#  Sort Through Detections and Only Keep Certain Ones

### Set Up

Import Everything

In [None]:
import pandas as pd
import numpy as np
import obspy
from obspy import UTCDateTime
from obspy.clients.fdsn import Client
import matplotlib.pyplot as plt
from time import time
from glob import glob
from obspy.signal.trigger import classic_sta_lta, plot_trigger, trigger_onset
import csv
import re

from obspy.core.utcdatetime import UTCDateTime

Set Parameters

In [None]:
ta = 13 #time in seconds after detection time
# 13 because the templates are 13 seconds long, any longer and it could find the wrong signal
tb = 10 #time in seconds before detection time
# 10 because there needs to be 10 seconds of time before the signal for sta/lta to calibrate
fs = 40 #sampling rate
fqmin = 1 #minimum frequency for bandpass filter
fqmax = 10 #maximum frequency for bandpass filter
thr_on = 1.35 #threshold to turn the signal trigger on
thr_off = 0.75 #threshold to turn the signal trigger off
year = 2019 #year of detections to clean
nsta = 5. #length of short window for signal detection in seconds
nlta = 10. #length of long window for signal detection in seconds
pr = 98 #percentile for SNR
rpwi = 15 #time in seconds before and after REDpy catalog datetimes to exclude detections from, window length=2*rpwi
homedir = '/home/smocz/redpy_expand_new_files/' #home directory or directory to save new files to
datadir = '/data/wsd01/HOOD_data/UW/'+str(year)+'/' #directory to get data from

Read the REDpy Catalogs and Volcano Metadata

In [None]:
Baker = pd.read_csv('Baker_catalog.csv')
Hood = pd.read_csv('Hood_catalog.csv')


St_Helens = pd.read_csv('MountStHelens_catalog.csv')

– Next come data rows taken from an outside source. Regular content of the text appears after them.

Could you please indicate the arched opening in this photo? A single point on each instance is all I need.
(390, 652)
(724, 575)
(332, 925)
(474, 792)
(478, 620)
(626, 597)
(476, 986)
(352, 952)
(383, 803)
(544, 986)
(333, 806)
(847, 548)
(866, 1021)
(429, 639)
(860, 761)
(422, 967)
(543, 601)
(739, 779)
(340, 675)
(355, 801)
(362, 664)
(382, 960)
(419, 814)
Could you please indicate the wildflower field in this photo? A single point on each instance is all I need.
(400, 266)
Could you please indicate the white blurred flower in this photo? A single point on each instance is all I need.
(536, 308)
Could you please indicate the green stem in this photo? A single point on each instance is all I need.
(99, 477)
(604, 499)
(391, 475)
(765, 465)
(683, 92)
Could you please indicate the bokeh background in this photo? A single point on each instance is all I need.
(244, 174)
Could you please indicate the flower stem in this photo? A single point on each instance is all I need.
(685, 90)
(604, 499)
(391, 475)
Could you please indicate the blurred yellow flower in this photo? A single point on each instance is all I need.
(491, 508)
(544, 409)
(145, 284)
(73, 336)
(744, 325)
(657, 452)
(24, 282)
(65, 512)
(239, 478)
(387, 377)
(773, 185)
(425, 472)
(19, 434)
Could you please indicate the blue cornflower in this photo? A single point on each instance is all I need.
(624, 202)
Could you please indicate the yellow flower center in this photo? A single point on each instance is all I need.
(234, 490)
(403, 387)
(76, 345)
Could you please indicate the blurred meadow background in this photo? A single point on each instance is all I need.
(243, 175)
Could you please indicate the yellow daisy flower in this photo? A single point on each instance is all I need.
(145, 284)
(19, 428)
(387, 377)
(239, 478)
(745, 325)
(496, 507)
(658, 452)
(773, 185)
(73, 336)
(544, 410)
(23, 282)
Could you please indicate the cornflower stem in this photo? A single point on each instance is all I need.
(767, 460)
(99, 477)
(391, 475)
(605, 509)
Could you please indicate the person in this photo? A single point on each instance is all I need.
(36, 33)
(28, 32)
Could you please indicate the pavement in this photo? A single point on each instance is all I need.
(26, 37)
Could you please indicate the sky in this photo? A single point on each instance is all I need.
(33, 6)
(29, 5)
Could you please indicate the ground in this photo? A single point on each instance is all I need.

# Combining borehole and local catalogs with St_Helens

Helens_Borehole = pd.read_csv('MSHborehole_catalog.csv')
Helens_Borehole['Clustered'] += 2000 
# Cluster 0 in Helens_Borehole is now Cluster 2000 in St_Helens
Helens_Local = pd.read_csv('MSHlocal_catalog.csv')
Helens_Local['Clustered'] += 3000
# Cluster 0 in Helens_Local is now Cluster 3000 in St_Helens

# Use St_Helens to access all three St Helens catalogs
St_Helens = pd.concat([St_Helens,Helens_Borehole,Helens_Local])

Newberry = pd.read_csv('Newberry_catalog.csv')
Rainier = pd.read_csv('Rainier_catalog.csv')

volc_md = pd.read_csv('Volcano_Metadata.csv')
# read metadata file to create dataframe of labels

Use Volcano Metadata to Create Lists of Stations for Each Volcano

In [None]:
Baker_sta = volc_md[volc_md['Volcano_Name'] == 'Mt_Baker']['Station'].values.tolist()
Hood_sta = volc_md[volc_md['Volcano_Name'] == 'Mt_Hood']['Station'].values.tolist() 
St_Helens_sta = volc_md[volc_md['Volcano_Name'] == 'Mt_St_Helens']['Station'].values.tolist()
Newberry_sta = volc_md[volc_md['Volcano_Name'] == 'Newberry']['Station'].values.tolist() 
Rainier_sta = volc_md[volc_md['Volcano_Name'] == 'Mt_Rainier']['Station'].values.tolist()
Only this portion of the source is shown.